The TSXV is a subsidiary of the TMX Group and is headquartered in Calgary, Alberta, with offices in Vancouver, British Columbia, Toronto and Montreal. Companies listed on the TSXV must meet certain financial and governance requirements, including limits on the proportion of shares held by controlling groups and evidence of a viable business plan.
According to the Globe Newswire release, the transaction will be subject to customary closing conditions, including regulatory approvals and the completion of due diligence. No specific timeline for closing was provided, but the parties indicated that the transaction is expected to be completed in the coming months.
The acquisition of the nine engines and lease agreements is part of AFD’s broader strategy to expand its aeronautical asset portfolio. By combining its existing holdings with the new assets, AFD aims to increase its market presence in the aircraft engine leasing market.

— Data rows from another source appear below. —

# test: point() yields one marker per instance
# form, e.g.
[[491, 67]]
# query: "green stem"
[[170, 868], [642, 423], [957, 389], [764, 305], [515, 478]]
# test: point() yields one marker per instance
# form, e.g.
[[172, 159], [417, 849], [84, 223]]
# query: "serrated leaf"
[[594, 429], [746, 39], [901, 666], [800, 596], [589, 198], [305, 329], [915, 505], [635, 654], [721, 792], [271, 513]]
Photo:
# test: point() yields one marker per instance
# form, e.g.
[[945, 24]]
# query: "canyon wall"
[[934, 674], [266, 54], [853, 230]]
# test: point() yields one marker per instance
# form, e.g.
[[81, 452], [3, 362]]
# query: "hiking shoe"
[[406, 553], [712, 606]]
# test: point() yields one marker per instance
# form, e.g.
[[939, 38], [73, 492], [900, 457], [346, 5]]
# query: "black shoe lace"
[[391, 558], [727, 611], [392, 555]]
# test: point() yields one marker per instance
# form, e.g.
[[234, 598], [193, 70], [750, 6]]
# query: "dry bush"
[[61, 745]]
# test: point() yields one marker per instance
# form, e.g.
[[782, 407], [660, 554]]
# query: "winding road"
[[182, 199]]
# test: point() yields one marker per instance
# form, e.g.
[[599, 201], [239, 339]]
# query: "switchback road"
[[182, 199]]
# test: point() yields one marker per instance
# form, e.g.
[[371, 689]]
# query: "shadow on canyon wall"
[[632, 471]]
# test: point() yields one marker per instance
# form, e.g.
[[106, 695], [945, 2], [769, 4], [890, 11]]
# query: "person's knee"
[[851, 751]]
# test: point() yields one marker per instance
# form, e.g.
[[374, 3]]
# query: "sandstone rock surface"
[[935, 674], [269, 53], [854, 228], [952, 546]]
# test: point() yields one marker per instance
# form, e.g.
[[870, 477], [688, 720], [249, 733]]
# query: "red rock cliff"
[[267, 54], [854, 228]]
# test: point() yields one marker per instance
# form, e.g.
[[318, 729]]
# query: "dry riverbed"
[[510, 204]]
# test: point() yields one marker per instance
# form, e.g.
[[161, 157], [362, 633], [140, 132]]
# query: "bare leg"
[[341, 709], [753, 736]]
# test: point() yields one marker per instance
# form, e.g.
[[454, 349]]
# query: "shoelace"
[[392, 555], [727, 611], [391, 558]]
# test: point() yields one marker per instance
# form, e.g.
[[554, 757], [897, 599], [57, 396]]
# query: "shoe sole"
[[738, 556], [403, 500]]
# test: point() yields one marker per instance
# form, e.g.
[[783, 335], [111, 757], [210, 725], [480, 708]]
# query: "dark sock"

Prosys’ shareholders will receive AFD Aero shares in exchange for their existing shares, and the company’s share structure will be reorganized to reflect the new ownership. The name change to AFD Aero Corporation will be effective upon completion of the transaction.
The reverse takeover structure allows AFD to become a public company through Prosys’ existing listing on the TSXV, bypassing the traditional initial public offering process. This approach is increasingly used by private investment platforms that seek a quicker path to public markets.
The transaction was announced in a joint statement by Prosys and AFD. While the release did not include direct quotes from executives, it confirmed that both parties are committed to completing the deal in accordance with applicable securities regulations.
The deal will be reported in Prosys’ next quarterly filing with the Canadian securities regulators. Investors in Prosys’ Class A shares will be able to trade the shares on the TSXV once the transaction is finalized.
The transaction represents a significant shift for Prosys, moving from a technology‑focused business to an aeronautics‑focused one. It also illustrates the growing interest of investment platforms in acquiring tangible aerospace assets as part of diversified investment strategies.
As the transaction proceeds, market participants will watch for regulatory approvals, the completion of the private placement, and the finalization of the share reorganization. The outcome will determine how quickly Prosys’ shares become actively traded on the TSXV and how the new AFD Aero Corporation positions itself within the aviation industry.
In summary, Prosys Tech Corp is set to become AFD Aero Corporation through a $25.6 million reverse takeover that will list its Class A shares on the TSX Venture Exchange. The deal, which includes a private placement of up to $475 million, marks a strategic pivot for Prosys into the aeronautics sector and aligns with AFD’s expansion plans in aircraft engine leasing.